James, like John and Jesus before him, saw himself as a faithful Jew. None of them believed that their movement was a new religion. It was Paul who transformed Jesus and his message through his ministry to the gentiles, breaking with James and the followers of Jesus in Jerusalem, preaching a message based on his own revelations that would become Christianity. Jesus became a figure whose humanity was obscured; John became merely a forerunner of Jesus; and James and the others were all but forgotten.
James Tabor has studied the earliest surviving documents of Christianity for more than thirty years and has participated in important archeological excavations in Israel. Drawing on this background, Tabor reconstructs for us the movement that sought the spiritual, social, and political redemption of the Jews, a movement led by one family. The Jesus Dynasty offers an alternative version of Christian origins, one that takes us closer than ever to Jesus and his family and followers.

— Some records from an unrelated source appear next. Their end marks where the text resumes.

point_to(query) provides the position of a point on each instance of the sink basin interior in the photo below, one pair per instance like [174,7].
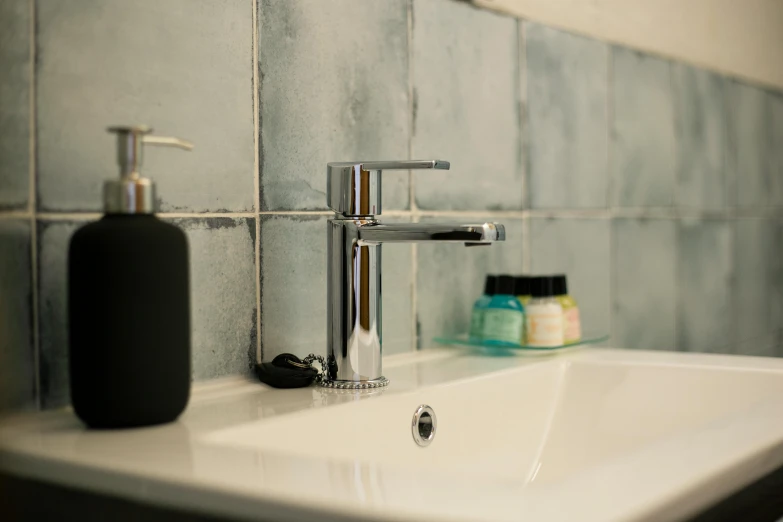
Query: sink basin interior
[537,423]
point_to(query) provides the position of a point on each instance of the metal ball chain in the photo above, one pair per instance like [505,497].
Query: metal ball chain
[324,381]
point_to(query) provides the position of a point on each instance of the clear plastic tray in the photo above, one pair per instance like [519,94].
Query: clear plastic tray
[463,340]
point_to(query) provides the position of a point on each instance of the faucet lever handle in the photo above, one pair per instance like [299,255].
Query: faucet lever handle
[353,188]
[403,165]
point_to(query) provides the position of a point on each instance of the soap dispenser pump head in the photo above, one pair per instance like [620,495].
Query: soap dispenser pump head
[132,193]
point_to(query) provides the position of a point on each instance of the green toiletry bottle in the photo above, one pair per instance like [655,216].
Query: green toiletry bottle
[477,316]
[504,318]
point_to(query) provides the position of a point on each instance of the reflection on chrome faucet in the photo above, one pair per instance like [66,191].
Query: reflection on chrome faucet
[354,240]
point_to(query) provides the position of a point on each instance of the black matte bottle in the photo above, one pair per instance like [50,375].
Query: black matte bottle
[129,304]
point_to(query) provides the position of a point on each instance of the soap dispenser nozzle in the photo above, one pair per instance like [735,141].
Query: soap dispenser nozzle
[132,193]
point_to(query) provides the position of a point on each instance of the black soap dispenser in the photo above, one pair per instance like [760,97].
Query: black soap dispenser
[129,302]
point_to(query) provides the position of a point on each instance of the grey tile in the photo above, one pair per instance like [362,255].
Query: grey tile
[645,284]
[578,248]
[334,87]
[451,277]
[747,128]
[567,128]
[293,288]
[15,108]
[775,149]
[223,298]
[465,79]
[222,295]
[397,285]
[182,67]
[17,366]
[756,258]
[642,147]
[53,240]
[705,274]
[776,284]
[701,137]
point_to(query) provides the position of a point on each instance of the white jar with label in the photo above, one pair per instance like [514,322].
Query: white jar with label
[544,314]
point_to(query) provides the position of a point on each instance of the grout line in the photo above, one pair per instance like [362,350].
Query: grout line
[414,294]
[411,115]
[256,177]
[623,212]
[412,186]
[32,205]
[527,242]
[68,216]
[296,212]
[204,215]
[522,141]
[610,184]
[17,214]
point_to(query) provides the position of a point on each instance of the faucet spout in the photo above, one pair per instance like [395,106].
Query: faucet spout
[354,243]
[375,232]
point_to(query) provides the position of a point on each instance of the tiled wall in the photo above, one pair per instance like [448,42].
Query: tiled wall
[656,186]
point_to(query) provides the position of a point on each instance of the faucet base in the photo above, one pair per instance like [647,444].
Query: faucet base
[356,385]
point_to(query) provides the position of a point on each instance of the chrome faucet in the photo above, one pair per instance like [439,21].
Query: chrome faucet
[354,239]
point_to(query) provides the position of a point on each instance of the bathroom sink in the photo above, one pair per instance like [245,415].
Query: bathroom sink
[588,434]
[538,423]
[621,435]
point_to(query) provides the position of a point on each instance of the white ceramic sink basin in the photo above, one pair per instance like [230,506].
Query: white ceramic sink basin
[538,423]
[588,435]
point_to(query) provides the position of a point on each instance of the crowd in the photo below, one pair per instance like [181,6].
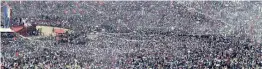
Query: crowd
[140,35]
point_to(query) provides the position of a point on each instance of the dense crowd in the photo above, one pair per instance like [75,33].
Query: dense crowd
[139,35]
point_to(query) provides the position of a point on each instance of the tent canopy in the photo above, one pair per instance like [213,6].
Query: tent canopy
[6,30]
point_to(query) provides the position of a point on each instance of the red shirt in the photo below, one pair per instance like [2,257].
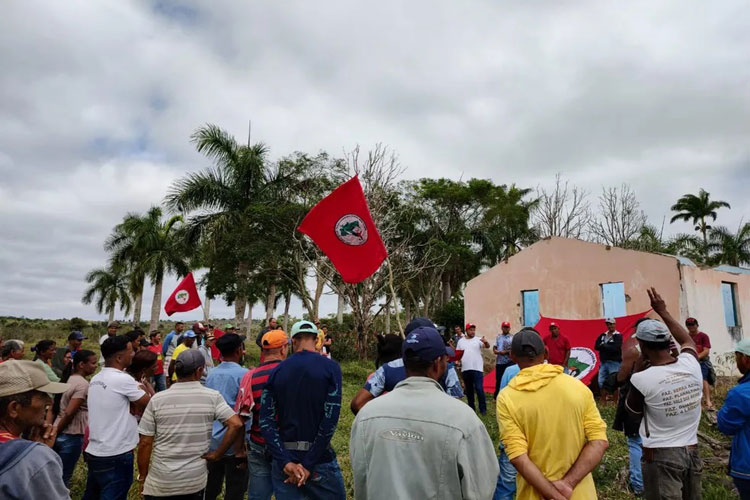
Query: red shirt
[701,341]
[557,348]
[156,349]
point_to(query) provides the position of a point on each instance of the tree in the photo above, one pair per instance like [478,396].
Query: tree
[697,209]
[563,211]
[108,288]
[620,217]
[159,246]
[728,248]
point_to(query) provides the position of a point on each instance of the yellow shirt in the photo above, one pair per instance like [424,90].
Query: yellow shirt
[177,350]
[550,417]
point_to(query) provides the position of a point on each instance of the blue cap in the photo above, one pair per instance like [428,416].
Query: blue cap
[425,343]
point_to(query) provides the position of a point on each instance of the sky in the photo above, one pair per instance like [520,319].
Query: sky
[98,101]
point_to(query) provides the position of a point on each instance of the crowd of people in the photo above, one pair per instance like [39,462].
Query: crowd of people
[196,422]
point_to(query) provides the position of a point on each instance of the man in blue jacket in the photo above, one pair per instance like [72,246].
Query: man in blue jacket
[734,420]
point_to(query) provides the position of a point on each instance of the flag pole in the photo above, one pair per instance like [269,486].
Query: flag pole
[394,298]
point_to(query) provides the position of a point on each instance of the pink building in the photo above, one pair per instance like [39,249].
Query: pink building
[574,279]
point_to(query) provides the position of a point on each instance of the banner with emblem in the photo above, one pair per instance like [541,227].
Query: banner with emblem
[342,227]
[184,298]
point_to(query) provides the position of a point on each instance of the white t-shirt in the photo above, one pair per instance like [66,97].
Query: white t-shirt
[472,358]
[112,429]
[672,402]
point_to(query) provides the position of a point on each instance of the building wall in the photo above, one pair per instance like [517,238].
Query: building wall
[702,292]
[568,274]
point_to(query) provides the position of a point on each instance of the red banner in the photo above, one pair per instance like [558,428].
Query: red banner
[582,334]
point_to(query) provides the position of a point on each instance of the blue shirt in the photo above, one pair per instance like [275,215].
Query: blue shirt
[502,343]
[167,340]
[226,379]
[734,420]
[301,402]
[388,375]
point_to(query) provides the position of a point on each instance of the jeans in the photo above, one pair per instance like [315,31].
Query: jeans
[236,479]
[69,447]
[743,486]
[499,371]
[109,478]
[672,474]
[506,480]
[606,369]
[260,486]
[474,381]
[636,453]
[325,483]
[191,496]
[160,382]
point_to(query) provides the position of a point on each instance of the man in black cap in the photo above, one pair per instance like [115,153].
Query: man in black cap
[566,443]
[418,442]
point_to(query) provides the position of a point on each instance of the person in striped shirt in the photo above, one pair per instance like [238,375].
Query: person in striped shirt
[275,346]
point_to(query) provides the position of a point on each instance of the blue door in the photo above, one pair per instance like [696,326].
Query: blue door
[727,297]
[530,307]
[613,300]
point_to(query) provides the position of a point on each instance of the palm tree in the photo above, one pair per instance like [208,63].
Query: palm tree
[732,249]
[108,287]
[697,209]
[153,248]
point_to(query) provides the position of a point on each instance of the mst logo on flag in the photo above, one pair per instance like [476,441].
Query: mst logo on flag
[342,227]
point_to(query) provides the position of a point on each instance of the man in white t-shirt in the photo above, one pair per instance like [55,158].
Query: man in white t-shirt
[667,393]
[472,366]
[113,430]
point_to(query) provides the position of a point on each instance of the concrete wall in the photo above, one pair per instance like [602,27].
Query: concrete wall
[702,292]
[568,274]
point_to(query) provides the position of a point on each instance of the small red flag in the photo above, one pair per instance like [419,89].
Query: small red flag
[341,225]
[184,298]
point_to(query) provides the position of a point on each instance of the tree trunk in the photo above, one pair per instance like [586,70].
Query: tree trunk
[156,304]
[340,309]
[271,301]
[249,317]
[287,302]
[239,311]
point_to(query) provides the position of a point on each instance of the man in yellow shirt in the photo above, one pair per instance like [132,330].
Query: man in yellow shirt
[188,339]
[550,426]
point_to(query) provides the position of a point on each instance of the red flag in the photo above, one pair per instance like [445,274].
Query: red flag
[184,298]
[582,334]
[341,225]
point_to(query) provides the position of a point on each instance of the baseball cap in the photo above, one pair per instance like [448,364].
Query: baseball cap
[652,330]
[743,346]
[188,361]
[76,335]
[21,376]
[274,339]
[527,342]
[424,343]
[229,342]
[303,327]
[416,323]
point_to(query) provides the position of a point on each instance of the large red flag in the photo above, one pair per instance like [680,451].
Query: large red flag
[341,225]
[582,334]
[184,298]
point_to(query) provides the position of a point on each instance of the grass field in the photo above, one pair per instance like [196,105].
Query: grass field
[611,476]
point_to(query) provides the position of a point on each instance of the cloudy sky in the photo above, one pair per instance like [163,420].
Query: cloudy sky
[98,100]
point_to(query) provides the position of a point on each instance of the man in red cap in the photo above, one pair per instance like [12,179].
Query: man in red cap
[501,349]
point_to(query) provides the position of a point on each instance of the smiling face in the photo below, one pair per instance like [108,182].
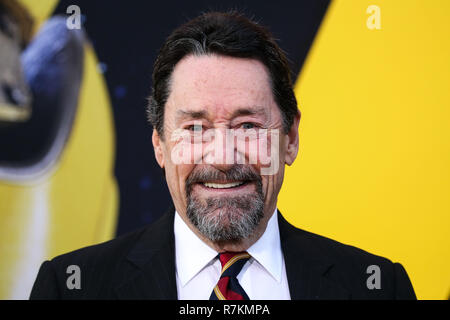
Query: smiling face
[226,203]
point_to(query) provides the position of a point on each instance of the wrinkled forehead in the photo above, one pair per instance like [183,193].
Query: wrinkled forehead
[219,85]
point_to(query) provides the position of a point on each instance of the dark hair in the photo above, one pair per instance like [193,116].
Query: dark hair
[228,34]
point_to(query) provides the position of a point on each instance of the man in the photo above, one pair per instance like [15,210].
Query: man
[222,100]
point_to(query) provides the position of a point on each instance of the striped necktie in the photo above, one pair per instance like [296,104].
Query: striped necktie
[228,287]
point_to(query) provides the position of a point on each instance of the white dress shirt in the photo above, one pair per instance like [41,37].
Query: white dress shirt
[263,277]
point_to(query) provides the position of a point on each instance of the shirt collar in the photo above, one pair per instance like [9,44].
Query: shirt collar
[189,261]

The story is surprising and controversial, but exciting as only a long-lost history can be when it is at last recovered.…
James D. Tabor is chair of the department of religious studies at the University of North Carolina at Charlotte. He holds a Ph.D. in biblical studies from the University of Chicago and is an expert on the Dead Sea Scrolls and Christian origins. The author of several previous books, he is frequently consulted by the media on these topics and has appeared on numerous television and radio programs.
I still have not had time to finish the book. From what I've read, I'm not yet convinced Tabor has proved his case. Still, for those interested in the split between the Church and Jews, or who simply want to know more about the time period that led up to the destruction of the Second Temple, Tabor's book may be worthwhile.
[By the way, Tabor for many years was involved in the Bnai Noach Movement, and may still be today.]